Rachida Brakni

Depuis deux décennies, Rachida Brakni, qui fêtera ses quarante ans le 15 février, arpente les plateaux de tournage avec un mépris furieux pour les poses et les minauderies. Elle accomplit aujourd’hui ses débuts derrière la caméra avec De sas en sas, un film fiévreux et intransigeant qui lui ressemble.

Olivier de Bruyn. Illustration Jérôme Meyer-Bisch

La quarantaine rugissante

« C’est désolant de voir à quel point on prend si souvent le public pour un imbécile et je déteste ça. »

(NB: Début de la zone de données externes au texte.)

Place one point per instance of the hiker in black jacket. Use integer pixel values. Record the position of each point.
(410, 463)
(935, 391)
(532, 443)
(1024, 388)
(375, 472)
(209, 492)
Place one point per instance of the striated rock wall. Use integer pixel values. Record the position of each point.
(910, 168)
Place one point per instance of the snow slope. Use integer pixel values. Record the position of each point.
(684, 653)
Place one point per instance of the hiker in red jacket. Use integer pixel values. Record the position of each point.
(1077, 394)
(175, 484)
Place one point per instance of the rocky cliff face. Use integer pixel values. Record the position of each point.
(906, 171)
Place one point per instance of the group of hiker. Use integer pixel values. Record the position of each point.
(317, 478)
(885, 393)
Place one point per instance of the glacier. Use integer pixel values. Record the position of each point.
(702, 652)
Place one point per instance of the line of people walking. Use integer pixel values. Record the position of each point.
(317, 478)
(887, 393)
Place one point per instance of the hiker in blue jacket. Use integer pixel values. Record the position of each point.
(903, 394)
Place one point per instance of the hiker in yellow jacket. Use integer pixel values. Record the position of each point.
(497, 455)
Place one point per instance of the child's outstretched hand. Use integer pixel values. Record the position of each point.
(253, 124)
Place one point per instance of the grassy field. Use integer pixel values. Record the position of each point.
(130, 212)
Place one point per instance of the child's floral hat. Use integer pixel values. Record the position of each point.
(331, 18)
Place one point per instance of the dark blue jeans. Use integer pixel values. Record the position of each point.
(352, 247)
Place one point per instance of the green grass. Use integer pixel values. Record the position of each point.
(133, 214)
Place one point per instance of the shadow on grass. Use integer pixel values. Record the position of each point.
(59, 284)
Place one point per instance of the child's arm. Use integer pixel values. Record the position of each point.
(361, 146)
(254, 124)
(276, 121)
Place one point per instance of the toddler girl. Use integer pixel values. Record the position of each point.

Au début du siècle, une jeune femme à la beauté de feu et au talent exponentiel crève l’écran dans quelques films notables, en premier lieu Chaos de Coline Serreau, qui lui vaut un Oscar du meilleur espoir féminin en 2002. D’autres, forts de cette notoriété soudaine, auraient enchaîné les films comme autant de perles superflues et se seraient brûlé les ailes au feu de la surmédiatisation. Pas Rachida Brakni, née dans une famille modeste, amoureuse du théâtre et de la langue française (elle fut à vingt ans pensionnaire de la Comédie-Française) et en guerre depuis toujours contre les clichés associés à son pedigree de « fille de banlieue » ayant réussi son intégration dans la « grande famille » du cinéma français.

La chasse au pathos

Quinze ans après ses débuts, Rachida Brakni, la quarantaine toute proche, la beauté toujours de feu et le talent exponentiel, surprend en signant son premier film en tant que réalisatrice : De sas en sas. Un film tourné « à l’arrache » (750 000 euros de budget, une misère) et qui met en scène, un jour d’été caniculaire, quelques femmes qui viennent rendre visite à leurs proches incarcérés dans la prison de Fleury-Mérogis. « Je n’ai jamais eu aucune velléité de devenir réalisatrice, déclare-t-elle. C’est la nécessité de raconter cette histoire qui m’y a entraînée. Il y a quinze ans, je rendais régulièrement visite à un proche incarcéré en prison. Je savais qu’il y avait un film à faire sur les femmes en attente de parloir. À force d’attente et d’humiliations diverses, elles subissent une sorte de peine indirecte. »
Le résultat : un film fiévreux, radical et dépourvu de pathos. À l’image de sa réalisatrice : une femme qui ne se laisse pas marcher sur les pieds et qui jette un regard lucide sur les réalités qui l’entourent, par exemple celles du cinéma français, réticent à financer des projets hors norme comme le sien. « L’écart se creuse de plus en plus entre les très grosses productions souvent bâclées et des films qui se tournent dans une économie en forme de peau de chagrin, dit-elle. Au milieu, par contre… C’est désolant de voir à quel point on prend si souvent le public pour un imbécile et je déteste ça. »

Chemins de traverse

Et Rachida Brakni de citer, en guise de contre-exemples stimulants, des films récents comme Fatima, de Philippe Faucon, ou La Loi du marché de Stéphane Brizé. Ces œuvres ne prennent pas le public pour un imbécile et remplissent les salles. Face au formatage qui menace, l’actrice et réalisatrice refuse de céder à la médiocrité ambiante, néglige les rôles anodins et privilégie les chemins de traverse : le théâtre, qu’elle adule depuis toujours ; la musique, qui la passionne (elle a sorti un premier album en 2012) et sa vie de femme à Lisbonne, au Portugal, où elle a choisi, en avril dernier, de s’installer pour un an. « J’ai accompli ce choix histoire de prendre l’air et de vivre une nouvelle expérience. Histoire, aussi, de m’écarter du climat politique détestable qui règne ces temps-ci en France. Et cela me fait un bien fou. » Rétive au petit jeu des confidences – elle a toujours été d’une réserve extrême sur sa vie privée et son idylle avec Eric Cantona –, intransigeante et subtile, Rachida Brakni entend bien continuer à n’en faire qu’à sa tête, en toute indépendance et liberté. Une excellente idée.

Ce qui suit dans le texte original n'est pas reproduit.